For now, there is no clear successor or follow-on technology for the next solid-state storage technology, says HPE’s Haverfield.

“Beyond flash media, there are probably greater shifts in preparation around interfaces and protocols to enable us to achieve maximum performance out of the flash we have today,” he says. “We anticipate protocols like NVMe and interconnects like NVMe over Fabrics to be the next major disruption in storage architectures.”

Haverfield also expects a follow-on to NAND flash in the form of a next-generation solid-state storage technology – although exactly which one and when is not yet clear. “The solid-state storage industry is now developing storage class memory that delivers the persistence of NAND flash at DRAM speeds and write cycles, overcoming two of the main downsides to NAND,” he says.

Helium drives is another storage technology to watch. As they generate minimal friction, they could, in theory, solve one of the most pertinent pain points of every storage supplier in the world.

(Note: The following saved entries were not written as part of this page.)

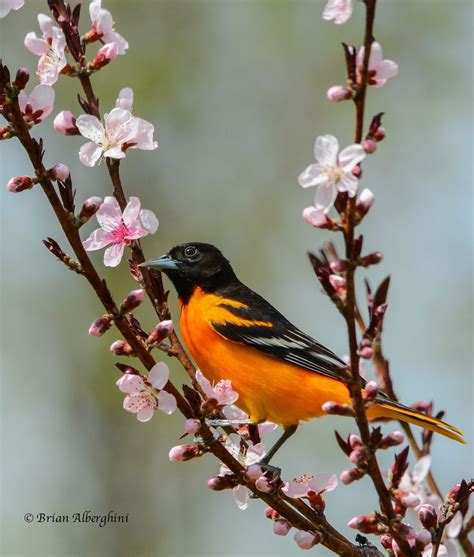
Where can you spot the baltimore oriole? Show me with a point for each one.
(280, 373)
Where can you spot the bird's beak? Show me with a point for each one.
(163, 263)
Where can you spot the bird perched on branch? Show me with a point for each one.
(280, 373)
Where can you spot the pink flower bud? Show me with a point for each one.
(90, 207)
(65, 123)
(339, 266)
(281, 527)
(106, 54)
(306, 540)
(358, 456)
(218, 483)
(21, 79)
(339, 93)
(19, 183)
(253, 472)
(355, 441)
(367, 524)
(331, 407)
(262, 484)
(180, 453)
(59, 172)
(371, 391)
(369, 146)
(338, 283)
(392, 439)
(423, 538)
(132, 301)
(427, 516)
(316, 218)
(160, 332)
(100, 326)
(121, 348)
(349, 476)
(192, 426)
(379, 133)
(386, 541)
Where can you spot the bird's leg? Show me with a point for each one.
(219, 422)
(287, 433)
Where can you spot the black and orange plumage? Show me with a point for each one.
(281, 374)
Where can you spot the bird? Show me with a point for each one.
(280, 373)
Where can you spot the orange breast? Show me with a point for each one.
(269, 388)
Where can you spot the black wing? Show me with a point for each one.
(282, 340)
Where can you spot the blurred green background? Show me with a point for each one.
(237, 91)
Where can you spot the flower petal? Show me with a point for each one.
(325, 197)
(326, 148)
(130, 383)
(91, 128)
(113, 255)
(313, 175)
(158, 375)
(241, 496)
(97, 240)
(166, 402)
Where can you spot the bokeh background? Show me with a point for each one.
(237, 90)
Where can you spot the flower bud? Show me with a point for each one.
(59, 172)
(217, 483)
(369, 146)
(393, 439)
(192, 425)
(316, 218)
(160, 332)
(331, 407)
(121, 348)
(349, 476)
(281, 527)
(371, 391)
(19, 183)
(180, 453)
(339, 93)
(427, 516)
(106, 54)
(306, 540)
(90, 208)
(379, 133)
(423, 538)
(132, 301)
(21, 79)
(367, 524)
(65, 123)
(253, 472)
(100, 326)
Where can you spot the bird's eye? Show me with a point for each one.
(190, 251)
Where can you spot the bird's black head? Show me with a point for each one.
(193, 265)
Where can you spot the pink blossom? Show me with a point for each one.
(120, 229)
(380, 70)
(332, 172)
(65, 123)
(306, 540)
(7, 5)
(103, 26)
(50, 48)
(144, 396)
(60, 172)
(38, 105)
(304, 485)
(338, 10)
(121, 131)
(221, 392)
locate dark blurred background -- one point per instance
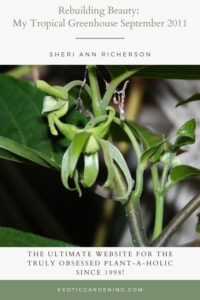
(33, 199)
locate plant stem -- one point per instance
(159, 192)
(131, 136)
(177, 221)
(114, 84)
(158, 215)
(132, 212)
(135, 224)
(95, 93)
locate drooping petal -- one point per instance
(76, 181)
(76, 147)
(65, 170)
(108, 161)
(91, 169)
(120, 161)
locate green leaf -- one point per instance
(182, 172)
(51, 104)
(55, 91)
(21, 121)
(185, 135)
(195, 97)
(22, 152)
(15, 238)
(163, 72)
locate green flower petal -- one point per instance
(76, 147)
(120, 161)
(108, 161)
(65, 170)
(91, 169)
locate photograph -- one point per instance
(99, 156)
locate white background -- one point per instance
(167, 45)
(14, 266)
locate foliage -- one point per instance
(76, 128)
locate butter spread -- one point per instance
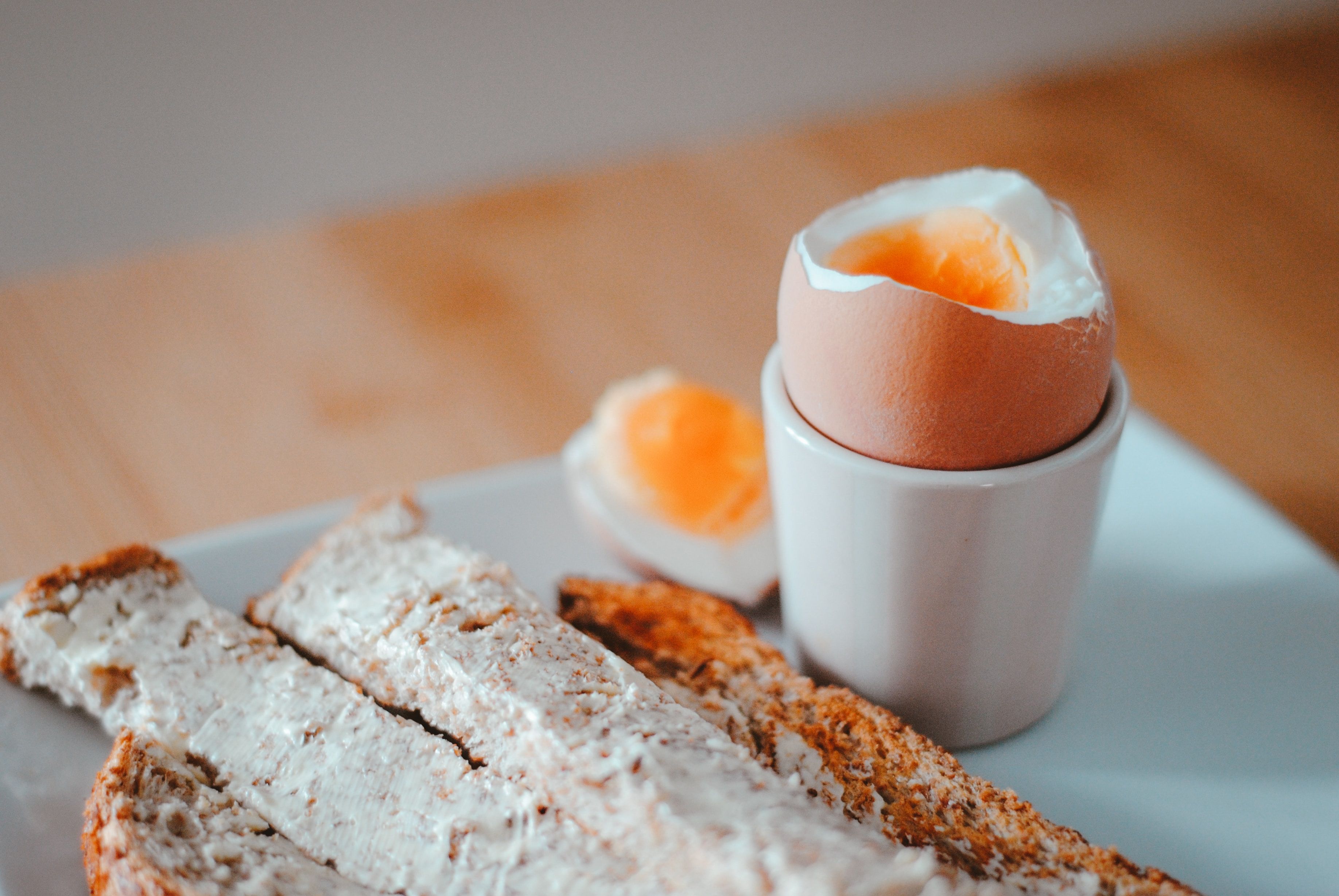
(442, 630)
(385, 801)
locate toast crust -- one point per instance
(699, 646)
(42, 592)
(120, 870)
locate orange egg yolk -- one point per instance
(958, 254)
(701, 456)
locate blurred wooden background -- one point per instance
(175, 393)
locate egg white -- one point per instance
(1064, 276)
(742, 570)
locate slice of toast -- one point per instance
(843, 748)
(445, 631)
(390, 804)
(153, 827)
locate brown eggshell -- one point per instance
(912, 378)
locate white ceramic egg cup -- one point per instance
(947, 596)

“But they’re also very expensive and are likely to be replaced by flash at some point down the line,” says Lenovo’s Karnick, although he believes helium drives will co-exist with flash storage in the interim while the large gap in cost per terabyte remains.

Matt Oostveen, chief technology officer at Pure Storage in Asia-Pacific and Japan, singles out the use of DNA to store very small packets of information – albeit at a speed 170 million times slower than it takes to write data onto flash storage.

“We’re also challenged by our ability to read data from this technology,” says Oostveen. “If you were to have your bitcoin information stored on a DNA liquid that you could wear on your neck – and it’s important, maybe during the apocalypse – who’s going to read that? You’ll probably need to take it to a laboratory, get it read and the response time could be a day or two before you get your information.

“So, there are lots of challenges that await us on the DNA front. While it’s fascinating and I do love the long-term nature of DNA storage, I’m not quite clear what it would look like.”